最新推荐文章于 2020-07-20 17:54:09 发布

唐茂

最新推荐文章于 2020-07-20 17:54:09 发布

阅读量3.6k

点赞数

分类专栏：构建简单的解释器(译) 文章标签：解释器构建简单的解释器第二部分 interpreter tokens lexer

● 【计算机理论和基础】同时被 2 个专栏收录

12 篇文章 0 订阅

订阅专栏

构建简单的解释器(译)

12 篇文章 0 订阅

订阅专栏

文章目录

【Interpreter】构建简单的解释器（第2部分）

【Interpreter】构建简单的解释器（第2部分）

简单翻译了下，方便查看，水平有限，喜欢的朋友去看原文！

在《有效思考的五要素》中，作者 Burger 和 Starbird 分享了一个关于他们观看国际知名小号演奏家 Tony Plog 为初露锋芒的小号演奏者举办大师课的故事。学生们首先演奏了复杂的乐章，他们演奏得非常好。但随后他们被要求表演非常基础的简单的音符。当他们演奏那些音符时，听起来比先前演奏的复杂片段要稚嫩些。他们完成演奏之后，大师也演奏了相同的音符，但大师演奏这些音符时听起来并不稚嫩。差异令人惊叹。 Tony 解释道：掌握简单笔记的表现可以让人们更好地控制复杂的作品。很明显 — 要想掌握真正的精湛技艺必须重点掌握简单基本的理论思想。

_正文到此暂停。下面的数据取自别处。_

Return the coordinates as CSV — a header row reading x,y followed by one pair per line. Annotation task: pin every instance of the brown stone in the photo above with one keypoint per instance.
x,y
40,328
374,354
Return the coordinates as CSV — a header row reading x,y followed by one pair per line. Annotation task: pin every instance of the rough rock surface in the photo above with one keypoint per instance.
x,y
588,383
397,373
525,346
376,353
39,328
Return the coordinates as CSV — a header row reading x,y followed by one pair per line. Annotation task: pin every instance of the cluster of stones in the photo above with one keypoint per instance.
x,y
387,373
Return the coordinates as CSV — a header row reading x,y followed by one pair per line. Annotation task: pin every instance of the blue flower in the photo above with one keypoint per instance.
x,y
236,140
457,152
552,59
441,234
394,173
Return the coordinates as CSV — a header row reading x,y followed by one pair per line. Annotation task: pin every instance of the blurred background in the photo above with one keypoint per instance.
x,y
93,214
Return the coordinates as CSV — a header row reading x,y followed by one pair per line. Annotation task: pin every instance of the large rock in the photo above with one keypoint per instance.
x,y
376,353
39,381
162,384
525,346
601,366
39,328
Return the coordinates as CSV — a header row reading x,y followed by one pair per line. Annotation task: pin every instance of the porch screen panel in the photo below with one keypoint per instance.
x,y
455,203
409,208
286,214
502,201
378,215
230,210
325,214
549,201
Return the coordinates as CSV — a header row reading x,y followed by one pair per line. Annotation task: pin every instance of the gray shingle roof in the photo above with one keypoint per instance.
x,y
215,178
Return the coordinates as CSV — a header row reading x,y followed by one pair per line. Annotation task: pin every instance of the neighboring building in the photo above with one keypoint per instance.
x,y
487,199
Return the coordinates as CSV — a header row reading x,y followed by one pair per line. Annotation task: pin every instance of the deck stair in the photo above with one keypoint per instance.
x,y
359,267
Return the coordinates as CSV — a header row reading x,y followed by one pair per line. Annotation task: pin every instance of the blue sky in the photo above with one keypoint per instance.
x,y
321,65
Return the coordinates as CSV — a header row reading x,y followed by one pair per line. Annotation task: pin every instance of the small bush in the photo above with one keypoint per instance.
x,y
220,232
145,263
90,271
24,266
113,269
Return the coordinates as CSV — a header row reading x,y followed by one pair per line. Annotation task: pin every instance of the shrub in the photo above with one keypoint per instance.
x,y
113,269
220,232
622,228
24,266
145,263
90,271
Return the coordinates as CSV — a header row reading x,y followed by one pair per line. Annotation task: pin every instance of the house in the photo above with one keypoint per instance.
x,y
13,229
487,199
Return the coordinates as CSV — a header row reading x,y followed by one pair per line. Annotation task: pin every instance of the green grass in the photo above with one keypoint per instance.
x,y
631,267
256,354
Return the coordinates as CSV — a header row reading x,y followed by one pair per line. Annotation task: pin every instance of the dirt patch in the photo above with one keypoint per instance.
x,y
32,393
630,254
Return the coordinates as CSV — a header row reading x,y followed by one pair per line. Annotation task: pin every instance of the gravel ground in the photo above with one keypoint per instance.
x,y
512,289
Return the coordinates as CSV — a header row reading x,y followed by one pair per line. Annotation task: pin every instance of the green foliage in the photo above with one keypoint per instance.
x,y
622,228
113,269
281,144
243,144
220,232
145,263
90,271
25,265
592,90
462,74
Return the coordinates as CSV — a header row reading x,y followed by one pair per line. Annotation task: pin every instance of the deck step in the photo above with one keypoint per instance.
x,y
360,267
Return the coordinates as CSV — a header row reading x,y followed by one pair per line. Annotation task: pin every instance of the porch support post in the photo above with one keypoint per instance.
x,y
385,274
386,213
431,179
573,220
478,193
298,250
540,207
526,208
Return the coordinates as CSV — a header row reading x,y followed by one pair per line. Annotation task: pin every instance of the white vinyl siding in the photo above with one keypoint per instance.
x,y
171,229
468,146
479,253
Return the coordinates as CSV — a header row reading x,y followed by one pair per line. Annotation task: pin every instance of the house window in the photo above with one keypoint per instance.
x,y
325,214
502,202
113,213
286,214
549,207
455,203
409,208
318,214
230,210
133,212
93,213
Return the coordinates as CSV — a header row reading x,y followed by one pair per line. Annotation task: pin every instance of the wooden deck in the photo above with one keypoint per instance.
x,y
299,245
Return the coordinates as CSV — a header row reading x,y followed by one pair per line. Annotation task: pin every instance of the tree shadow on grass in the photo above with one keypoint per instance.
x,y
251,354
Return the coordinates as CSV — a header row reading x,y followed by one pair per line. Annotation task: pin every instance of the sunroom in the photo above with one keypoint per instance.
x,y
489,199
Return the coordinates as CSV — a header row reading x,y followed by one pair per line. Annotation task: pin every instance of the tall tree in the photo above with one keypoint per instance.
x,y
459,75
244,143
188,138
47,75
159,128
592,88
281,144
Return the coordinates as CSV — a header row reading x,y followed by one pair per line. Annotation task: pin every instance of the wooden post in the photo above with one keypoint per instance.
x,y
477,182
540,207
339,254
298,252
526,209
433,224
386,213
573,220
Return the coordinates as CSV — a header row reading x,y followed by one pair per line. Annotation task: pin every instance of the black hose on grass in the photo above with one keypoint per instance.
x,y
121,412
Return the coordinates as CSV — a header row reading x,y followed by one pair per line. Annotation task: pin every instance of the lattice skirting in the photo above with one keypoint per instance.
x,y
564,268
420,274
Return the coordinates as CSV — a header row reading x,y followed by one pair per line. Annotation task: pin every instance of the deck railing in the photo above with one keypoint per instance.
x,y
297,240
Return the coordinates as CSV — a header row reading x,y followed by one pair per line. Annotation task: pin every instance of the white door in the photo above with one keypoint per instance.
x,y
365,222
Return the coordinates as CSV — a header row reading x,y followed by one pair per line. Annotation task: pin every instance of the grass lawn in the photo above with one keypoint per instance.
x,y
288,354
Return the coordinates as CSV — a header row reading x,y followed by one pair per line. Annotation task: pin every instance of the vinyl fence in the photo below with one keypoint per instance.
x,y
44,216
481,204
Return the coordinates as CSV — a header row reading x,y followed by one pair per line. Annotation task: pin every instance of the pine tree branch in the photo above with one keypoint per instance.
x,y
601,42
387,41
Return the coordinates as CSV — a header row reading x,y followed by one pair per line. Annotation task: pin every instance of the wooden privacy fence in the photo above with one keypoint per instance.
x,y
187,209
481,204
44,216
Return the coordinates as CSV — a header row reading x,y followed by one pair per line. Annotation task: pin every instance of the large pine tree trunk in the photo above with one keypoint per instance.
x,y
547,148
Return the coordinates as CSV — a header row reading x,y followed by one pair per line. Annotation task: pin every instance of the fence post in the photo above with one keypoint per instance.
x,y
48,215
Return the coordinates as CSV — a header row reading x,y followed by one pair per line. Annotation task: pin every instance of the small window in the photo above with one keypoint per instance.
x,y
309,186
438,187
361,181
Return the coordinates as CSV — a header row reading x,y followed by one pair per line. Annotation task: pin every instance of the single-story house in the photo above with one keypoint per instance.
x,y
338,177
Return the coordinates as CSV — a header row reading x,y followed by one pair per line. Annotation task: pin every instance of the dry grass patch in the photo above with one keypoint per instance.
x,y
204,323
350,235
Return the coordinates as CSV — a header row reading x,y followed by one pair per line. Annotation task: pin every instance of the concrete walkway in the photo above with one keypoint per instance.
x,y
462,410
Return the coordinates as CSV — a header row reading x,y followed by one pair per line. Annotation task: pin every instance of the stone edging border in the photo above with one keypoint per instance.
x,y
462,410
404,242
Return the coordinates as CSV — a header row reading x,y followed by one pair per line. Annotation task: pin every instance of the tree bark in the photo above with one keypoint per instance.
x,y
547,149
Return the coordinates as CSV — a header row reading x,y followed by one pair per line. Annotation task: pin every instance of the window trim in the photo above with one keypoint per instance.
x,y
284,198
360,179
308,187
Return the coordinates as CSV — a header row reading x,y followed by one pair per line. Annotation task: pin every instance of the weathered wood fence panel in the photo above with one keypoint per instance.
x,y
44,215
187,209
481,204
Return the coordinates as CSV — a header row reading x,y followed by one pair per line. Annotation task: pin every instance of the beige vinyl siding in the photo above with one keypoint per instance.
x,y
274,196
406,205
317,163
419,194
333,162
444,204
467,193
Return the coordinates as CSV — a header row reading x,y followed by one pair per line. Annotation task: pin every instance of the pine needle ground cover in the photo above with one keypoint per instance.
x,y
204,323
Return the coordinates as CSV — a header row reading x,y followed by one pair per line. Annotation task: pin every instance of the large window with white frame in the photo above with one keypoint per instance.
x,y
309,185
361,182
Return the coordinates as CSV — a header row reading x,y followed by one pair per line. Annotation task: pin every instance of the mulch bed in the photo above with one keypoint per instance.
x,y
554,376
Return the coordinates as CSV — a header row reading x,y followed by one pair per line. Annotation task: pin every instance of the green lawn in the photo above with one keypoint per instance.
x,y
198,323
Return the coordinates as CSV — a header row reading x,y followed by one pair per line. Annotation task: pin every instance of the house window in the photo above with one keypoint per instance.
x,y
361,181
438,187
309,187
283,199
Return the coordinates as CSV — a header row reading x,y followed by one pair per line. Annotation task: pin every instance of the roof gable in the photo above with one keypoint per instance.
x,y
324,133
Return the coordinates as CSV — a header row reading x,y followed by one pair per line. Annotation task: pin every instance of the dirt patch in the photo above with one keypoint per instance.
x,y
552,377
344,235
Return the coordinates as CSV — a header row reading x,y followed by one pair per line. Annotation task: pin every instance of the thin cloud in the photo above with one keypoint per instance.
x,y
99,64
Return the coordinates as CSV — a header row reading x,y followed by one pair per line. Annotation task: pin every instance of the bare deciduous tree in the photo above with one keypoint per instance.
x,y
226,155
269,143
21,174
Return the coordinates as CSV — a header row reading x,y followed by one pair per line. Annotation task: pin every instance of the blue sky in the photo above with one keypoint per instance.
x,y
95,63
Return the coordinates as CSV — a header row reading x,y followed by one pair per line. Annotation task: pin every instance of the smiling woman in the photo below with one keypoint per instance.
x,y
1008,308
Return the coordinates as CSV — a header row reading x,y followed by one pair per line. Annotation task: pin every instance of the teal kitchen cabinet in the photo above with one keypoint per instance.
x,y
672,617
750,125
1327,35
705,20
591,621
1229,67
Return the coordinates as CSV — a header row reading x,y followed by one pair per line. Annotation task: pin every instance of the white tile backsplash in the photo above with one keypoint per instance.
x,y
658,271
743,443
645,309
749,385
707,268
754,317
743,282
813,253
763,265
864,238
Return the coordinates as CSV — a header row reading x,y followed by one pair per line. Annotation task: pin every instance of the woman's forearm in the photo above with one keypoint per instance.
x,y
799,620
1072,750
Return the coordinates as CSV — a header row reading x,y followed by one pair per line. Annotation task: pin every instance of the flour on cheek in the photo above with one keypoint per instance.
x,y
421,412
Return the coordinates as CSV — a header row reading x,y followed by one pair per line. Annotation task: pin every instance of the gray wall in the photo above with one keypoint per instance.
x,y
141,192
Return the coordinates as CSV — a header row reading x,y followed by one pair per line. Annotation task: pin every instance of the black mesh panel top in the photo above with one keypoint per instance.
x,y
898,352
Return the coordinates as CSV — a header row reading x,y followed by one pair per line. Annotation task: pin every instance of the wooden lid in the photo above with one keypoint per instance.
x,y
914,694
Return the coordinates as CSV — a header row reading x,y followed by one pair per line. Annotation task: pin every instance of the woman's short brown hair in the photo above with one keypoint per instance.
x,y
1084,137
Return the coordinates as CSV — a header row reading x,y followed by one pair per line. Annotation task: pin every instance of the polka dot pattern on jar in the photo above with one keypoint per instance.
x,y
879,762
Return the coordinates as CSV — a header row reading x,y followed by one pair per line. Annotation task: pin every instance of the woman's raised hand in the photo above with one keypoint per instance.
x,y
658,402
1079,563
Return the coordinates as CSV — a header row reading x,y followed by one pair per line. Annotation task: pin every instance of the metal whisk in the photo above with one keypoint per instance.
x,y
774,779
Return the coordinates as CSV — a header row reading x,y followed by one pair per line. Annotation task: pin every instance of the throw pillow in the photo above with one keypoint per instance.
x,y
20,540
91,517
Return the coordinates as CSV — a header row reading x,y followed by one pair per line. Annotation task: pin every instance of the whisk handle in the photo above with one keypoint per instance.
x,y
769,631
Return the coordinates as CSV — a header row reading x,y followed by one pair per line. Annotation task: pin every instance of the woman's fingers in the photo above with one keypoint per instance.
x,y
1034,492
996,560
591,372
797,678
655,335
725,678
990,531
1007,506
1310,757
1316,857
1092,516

故事中的经验显然不仅适用于音乐，同样也适用于软件开发。这个故事告诫我们所有人不要忽视深入挖掘简单基本的理念对复杂工作的重要性，即使有时感觉像是倒退。虽然精通一个工具或框架很重要，但了解其背后的原理也非常重要。正如 Ralph Waldo Emerson 所说：

“If you learn only methods, you’ll be tied to your methods. But if you learn principles, you can devise your own methods.”

关于这点，让我们再次深入到解释器和编译器中。

今天我将展示第1部分中提及计算器的新版本，包含以下功能：

处理输入字符串中任何位置的空白字符
处理输入中的多位整数
两个整数的减法运算（目前它只支持加法运算）

下面是新版计算器的源代码，可以执行以上所有操作：

# Token types
# EOF (end-of-file) token is used to indicate that
# there is no more input left for lexical analysis
INTEGER, PLUS, MINUS, EOF = 'INTEGER', 'PLUS', 'MINUS', 'EOF'


class Token(object):
    def __init__(self, type, value):
        # token type: INTEGER, PLUS, MINUS, or EOF
        self.type = type
        # token value: non-negative integer value, '+', '-', or None
        self.value = value

    def __str__(self):
        """String representation of the class instance.

        Examples:
            Token(INTEGER, 3)
            Token(PLUS '+')
        """
        return 'Token({type}, {value})'.format(
            type=self.type,
            value=repr(self.value)
        )

    def __repr__(self):
        return self.__str__()


class Interpreter(object):
    def __init__(self, text):
        # client string input, e.g. "3 + 5", "12 - 5", etc
        self.text = text
        # self.pos is an index into self.text
        self.pos = 0
        # current token instance
        self.current_token = None
        self.current_char = self.text[self.pos]

    def error(self):
        raise Exception('Error parsing input')

    def advance(self):
        """Advance the 'pos' pointer and set the 'current_char' variable."""
        self.pos += 1
        if self.pos > len(self.text) - 1:
            self.current_char = None  # Indicates end of input
        else:
            self.current_char = self.text[self.pos]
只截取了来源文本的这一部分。